Oswaldo Vigas: Paintings between Latin America, Africa and Europe” is a tribute to the artist by his son, the award-winning filmmaker Lawrence Beamsas an intimate lens through the eyes of his father-son relationship, in honor of the release of the new catalog raisonné of his father’s work.

beams he compared his art to his birthplace: “The Americas are a cosmos. Our continent is full of dark signs and warnings: telluric and magical signs that are deep components of our condition. At the same time that they reveal something, these symbols also engage us in a disturbing world of effervescence. The intention of my painting is to reach them, interpret them and translate them into new notices. My paintings are halfway between Latin America, Africa and Europe”.

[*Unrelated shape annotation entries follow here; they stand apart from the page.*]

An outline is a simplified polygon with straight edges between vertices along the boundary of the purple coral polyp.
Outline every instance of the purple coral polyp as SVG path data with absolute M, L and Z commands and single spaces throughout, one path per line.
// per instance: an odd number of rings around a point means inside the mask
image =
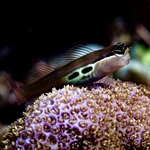
M 10 125 L 0 148 L 150 149 L 149 98 L 150 88 L 119 80 L 53 88 Z

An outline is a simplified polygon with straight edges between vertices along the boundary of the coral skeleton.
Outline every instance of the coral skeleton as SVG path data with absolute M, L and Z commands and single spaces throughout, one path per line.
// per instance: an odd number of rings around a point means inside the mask
M 53 88 L 29 105 L 3 150 L 150 149 L 150 88 L 120 80 Z

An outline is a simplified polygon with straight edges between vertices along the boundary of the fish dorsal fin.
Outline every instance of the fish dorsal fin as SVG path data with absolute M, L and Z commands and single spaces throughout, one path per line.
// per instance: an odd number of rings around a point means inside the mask
M 97 49 L 98 50 L 98 49 Z M 89 48 L 84 45 L 74 46 L 73 48 L 69 49 L 64 55 L 55 57 L 51 59 L 48 64 L 52 68 L 60 68 L 82 56 L 85 56 L 91 52 L 96 51 L 95 49 Z
M 46 62 L 37 62 L 29 71 L 28 76 L 25 78 L 24 83 L 26 85 L 32 84 L 49 73 L 53 72 L 55 69 L 50 67 Z

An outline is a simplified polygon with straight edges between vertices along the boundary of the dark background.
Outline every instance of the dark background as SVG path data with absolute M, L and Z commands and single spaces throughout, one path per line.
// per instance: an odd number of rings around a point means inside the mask
M 107 46 L 111 41 L 112 22 L 118 16 L 124 19 L 131 33 L 134 33 L 137 23 L 150 29 L 150 1 L 26 1 L 1 4 L 0 70 L 9 71 L 20 80 L 37 58 L 49 59 L 78 44 Z M 8 118 L 7 123 L 22 114 L 22 107 L 15 106 L 15 110 L 3 112 L 4 118 Z

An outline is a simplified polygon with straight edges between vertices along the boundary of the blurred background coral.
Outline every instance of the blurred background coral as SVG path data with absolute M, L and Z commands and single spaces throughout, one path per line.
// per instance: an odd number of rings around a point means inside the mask
M 4 76 L 21 81 L 31 64 L 48 62 L 78 44 L 131 47 L 129 65 L 114 78 L 150 85 L 150 1 L 1 4 L 0 13 L 0 129 L 22 116 Z M 0 132 L 1 133 L 1 132 Z

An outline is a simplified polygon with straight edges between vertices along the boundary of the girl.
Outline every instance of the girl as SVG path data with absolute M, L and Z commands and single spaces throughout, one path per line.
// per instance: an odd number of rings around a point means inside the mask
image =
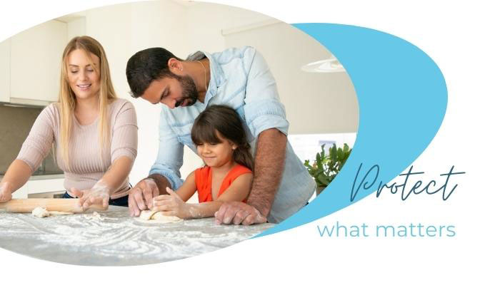
M 53 145 L 64 187 L 80 197 L 84 209 L 94 203 L 127 205 L 137 151 L 136 113 L 117 98 L 104 50 L 89 36 L 75 37 L 66 46 L 59 102 L 36 118 L 0 183 L 0 202 L 11 199 Z
M 250 145 L 238 113 L 232 108 L 213 105 L 194 120 L 193 142 L 205 166 L 192 172 L 177 191 L 153 200 L 153 211 L 182 219 L 214 217 L 222 203 L 245 202 L 253 175 Z M 198 192 L 200 204 L 186 204 Z

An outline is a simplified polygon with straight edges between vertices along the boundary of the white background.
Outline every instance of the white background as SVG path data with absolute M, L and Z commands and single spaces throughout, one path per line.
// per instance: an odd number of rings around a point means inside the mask
M 3 4 L 0 40 L 71 12 L 123 1 L 15 1 Z M 401 1 L 402 2 L 402 1 Z M 374 195 L 297 229 L 200 256 L 129 268 L 43 261 L 0 249 L 1 283 L 159 282 L 268 284 L 498 284 L 499 10 L 488 1 L 231 1 L 288 23 L 329 22 L 369 27 L 419 47 L 440 67 L 449 103 L 438 134 L 414 163 L 425 179 L 454 165 L 466 175 L 448 201 Z M 492 4 L 491 4 L 492 5 Z M 214 15 L 216 16 L 216 15 Z M 26 74 L 36 76 L 37 72 Z M 425 110 L 422 110 L 422 115 Z M 454 238 L 319 238 L 317 224 L 453 224 Z

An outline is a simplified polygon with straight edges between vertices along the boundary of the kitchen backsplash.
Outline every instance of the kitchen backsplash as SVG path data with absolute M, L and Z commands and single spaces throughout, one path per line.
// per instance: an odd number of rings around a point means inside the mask
M 9 165 L 17 157 L 33 123 L 42 110 L 43 107 L 0 105 L 0 175 L 5 174 Z M 51 151 L 33 175 L 61 173 L 62 171 L 54 162 Z

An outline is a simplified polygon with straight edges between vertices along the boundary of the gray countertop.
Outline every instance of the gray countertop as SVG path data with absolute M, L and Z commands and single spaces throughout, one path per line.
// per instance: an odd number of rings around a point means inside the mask
M 216 225 L 214 218 L 150 224 L 116 206 L 100 214 L 100 218 L 92 213 L 38 218 L 0 212 L 0 247 L 71 264 L 149 264 L 229 247 L 274 225 Z

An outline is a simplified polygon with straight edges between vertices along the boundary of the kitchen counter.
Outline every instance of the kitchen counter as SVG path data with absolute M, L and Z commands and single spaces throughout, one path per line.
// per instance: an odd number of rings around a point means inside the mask
M 214 218 L 145 224 L 128 208 L 38 218 L 0 212 L 0 247 L 79 265 L 139 265 L 181 259 L 234 244 L 274 226 L 216 225 Z
M 0 175 L 0 180 L 4 178 L 3 175 Z M 51 174 L 51 175 L 31 175 L 29 177 L 29 181 L 33 180 L 45 180 L 48 179 L 63 179 L 64 178 L 64 174 Z

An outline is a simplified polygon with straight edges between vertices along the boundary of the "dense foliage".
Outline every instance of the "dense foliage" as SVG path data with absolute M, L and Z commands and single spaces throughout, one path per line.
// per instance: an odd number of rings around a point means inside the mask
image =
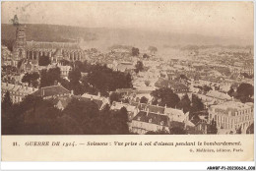
M 99 111 L 94 101 L 73 98 L 61 111 L 52 101 L 32 95 L 20 104 L 10 103 L 9 98 L 7 93 L 2 102 L 3 135 L 129 134 L 125 108 L 110 111 L 106 106 Z

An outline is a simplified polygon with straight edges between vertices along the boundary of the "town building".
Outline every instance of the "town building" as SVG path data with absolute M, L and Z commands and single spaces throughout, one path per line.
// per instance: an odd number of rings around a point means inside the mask
M 38 61 L 40 56 L 48 56 L 52 62 L 65 59 L 84 61 L 85 53 L 78 42 L 41 42 L 26 40 L 26 26 L 17 26 L 16 41 L 13 46 L 16 66 L 21 59 Z
M 212 105 L 209 108 L 210 124 L 216 121 L 217 128 L 222 133 L 235 133 L 241 128 L 242 133 L 253 123 L 253 103 L 226 101 L 222 104 Z
M 130 131 L 136 134 L 147 132 L 169 132 L 169 118 L 166 115 L 140 111 L 132 120 Z
M 72 91 L 66 89 L 60 85 L 40 87 L 38 90 L 32 93 L 35 96 L 40 96 L 43 99 L 65 99 L 73 94 Z
M 21 102 L 27 95 L 32 94 L 37 90 L 37 88 L 31 87 L 25 85 L 14 85 L 9 83 L 1 84 L 2 100 L 7 91 L 10 92 L 10 97 L 13 103 Z

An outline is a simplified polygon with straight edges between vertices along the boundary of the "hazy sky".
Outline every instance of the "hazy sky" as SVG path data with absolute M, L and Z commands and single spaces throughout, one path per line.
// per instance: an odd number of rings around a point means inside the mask
M 253 36 L 252 2 L 2 2 L 2 23 Z

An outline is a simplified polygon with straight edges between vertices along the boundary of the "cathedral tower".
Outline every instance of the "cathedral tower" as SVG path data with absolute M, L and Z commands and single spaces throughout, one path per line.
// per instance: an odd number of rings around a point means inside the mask
M 18 25 L 16 29 L 16 40 L 13 46 L 14 60 L 19 61 L 26 58 L 26 26 Z

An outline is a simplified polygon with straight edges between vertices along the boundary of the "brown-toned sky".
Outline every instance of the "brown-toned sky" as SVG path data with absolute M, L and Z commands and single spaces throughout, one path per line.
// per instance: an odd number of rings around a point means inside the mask
M 252 2 L 2 2 L 2 24 L 135 28 L 253 37 Z

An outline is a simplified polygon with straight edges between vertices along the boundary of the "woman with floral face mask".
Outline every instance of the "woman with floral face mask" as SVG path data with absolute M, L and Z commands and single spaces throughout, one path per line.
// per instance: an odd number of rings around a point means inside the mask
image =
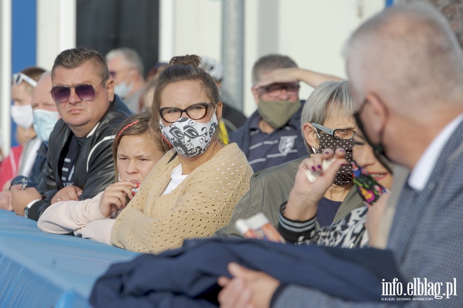
M 392 186 L 393 177 L 389 171 L 391 166 L 383 165 L 375 157 L 372 149 L 365 142 L 361 132 L 357 132 L 353 141 L 353 182 L 355 190 L 365 206 L 352 210 L 345 218 L 330 226 L 315 230 L 314 218 L 306 219 L 315 216 L 317 212 L 316 206 L 314 206 L 309 199 L 319 197 L 326 181 L 330 180 L 335 172 L 334 166 L 346 163 L 346 152 L 340 149 L 335 152 L 329 149 L 323 154 L 316 154 L 301 164 L 300 171 L 296 175 L 296 183 L 291 192 L 292 198 L 280 213 L 278 228 L 287 240 L 298 244 L 352 248 L 367 246 L 369 241 L 376 238 L 379 219 Z M 302 174 L 304 170 L 311 169 L 312 166 L 333 158 L 334 166 L 330 166 L 314 183 L 308 182 L 305 175 Z M 309 199 L 307 199 L 309 194 Z M 306 200 L 304 207 L 301 206 L 302 203 L 300 202 L 302 199 Z M 295 221 L 301 220 L 304 222 L 299 222 L 297 226 L 293 225 Z
M 159 252 L 211 235 L 249 188 L 252 170 L 236 143 L 224 146 L 219 90 L 201 65 L 197 56 L 174 57 L 159 76 L 153 120 L 173 149 L 116 219 L 115 246 Z

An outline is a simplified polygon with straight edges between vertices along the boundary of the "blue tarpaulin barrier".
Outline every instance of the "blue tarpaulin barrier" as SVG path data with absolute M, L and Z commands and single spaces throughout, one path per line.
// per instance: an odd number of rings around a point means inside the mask
M 74 236 L 0 210 L 0 307 L 90 307 L 97 279 L 139 253 Z

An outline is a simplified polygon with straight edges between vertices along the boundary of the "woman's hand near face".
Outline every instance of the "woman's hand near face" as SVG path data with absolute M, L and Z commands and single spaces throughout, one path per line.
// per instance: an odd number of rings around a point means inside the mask
M 365 228 L 368 233 L 368 242 L 371 247 L 375 247 L 381 218 L 386 209 L 389 194 L 388 193 L 382 194 L 375 205 L 369 207 L 367 211 Z
M 100 212 L 105 217 L 109 217 L 114 211 L 126 207 L 128 203 L 127 198 L 132 198 L 132 189 L 136 187 L 135 183 L 124 180 L 106 187 L 98 204 Z
M 302 160 L 296 173 L 294 186 L 290 193 L 284 216 L 293 220 L 305 221 L 315 216 L 318 201 L 333 184 L 341 166 L 347 164 L 345 156 L 344 149 L 337 149 L 335 152 L 331 149 L 326 149 L 323 153 L 314 154 Z M 326 171 L 323 172 L 323 161 L 333 157 L 335 160 Z M 311 170 L 319 172 L 313 183 L 311 183 L 306 175 L 306 173 Z

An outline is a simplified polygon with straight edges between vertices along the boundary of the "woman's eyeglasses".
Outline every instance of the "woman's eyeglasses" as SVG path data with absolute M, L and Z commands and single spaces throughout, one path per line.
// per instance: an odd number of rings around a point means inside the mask
M 108 77 L 103 80 L 96 87 L 94 87 L 91 84 L 79 84 L 79 85 L 67 86 L 66 85 L 58 85 L 51 88 L 50 92 L 53 100 L 57 103 L 64 103 L 66 101 L 70 96 L 71 88 L 74 88 L 76 94 L 79 98 L 83 101 L 91 101 L 95 98 L 95 90 L 103 82 L 108 80 Z
M 315 128 L 315 131 L 316 131 L 316 129 L 318 129 L 324 133 L 326 133 L 328 135 L 331 135 L 334 139 L 339 140 L 350 140 L 353 138 L 354 136 L 355 135 L 355 131 L 352 130 L 344 129 L 332 130 L 327 127 L 325 127 L 323 125 L 320 125 L 319 124 L 317 124 L 316 123 L 311 123 L 310 124 L 312 124 L 312 126 Z M 318 138 L 319 138 L 320 135 L 318 135 L 318 132 L 317 132 L 317 135 L 318 136 Z
M 23 81 L 25 81 L 32 86 L 35 87 L 37 82 L 22 73 L 17 73 L 13 75 L 13 83 L 16 85 L 19 85 Z
M 174 123 L 182 117 L 184 112 L 192 120 L 201 120 L 207 115 L 209 106 L 213 103 L 198 103 L 188 106 L 186 109 L 175 107 L 165 107 L 159 110 L 159 114 L 163 120 L 168 123 Z

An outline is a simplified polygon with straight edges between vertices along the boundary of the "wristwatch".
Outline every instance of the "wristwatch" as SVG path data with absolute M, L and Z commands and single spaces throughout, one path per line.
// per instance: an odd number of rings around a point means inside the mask
M 32 206 L 34 205 L 34 203 L 35 203 L 37 201 L 38 201 L 38 200 L 34 200 L 32 202 L 30 202 L 29 204 L 26 206 L 26 207 L 24 208 L 24 217 L 25 217 L 26 218 L 29 218 L 29 209 L 30 209 L 32 207 Z

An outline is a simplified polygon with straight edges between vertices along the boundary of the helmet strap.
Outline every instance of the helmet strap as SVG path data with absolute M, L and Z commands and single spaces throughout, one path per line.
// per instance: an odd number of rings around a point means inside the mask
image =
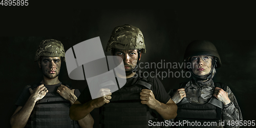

The Venezuelan is famous as a leading figure of modernism in Latin Americawith a career of 70 years, being his first individual exhibition in the city of Washington DC in 1958, and recognized by critics as an artist who bridged the gap between the iconography pre-columbian and the experimental art movements of the 20th century.

The artist received the International Association of Art Critics Award on two occasions (in 2008 and 2014) and received the Latin Union Award in Washington, D.C. in 2004.

His first online catalog will allow scholars, curators, collectors and the general public to access information about the artist, including more than 3,000 paintings, history of galleries and museums, and publications that detail the trajectory of Oswaldo Vigas.

It also provides a clear understanding of Vigas’ early works in terms of his vision of the Americas and his period in Paris that resulted in his famous murals of the Central University of Venezuela (UCV), now listed as Heritage of humanity by unescoand the many works he created before his death in Venezuela in 2014.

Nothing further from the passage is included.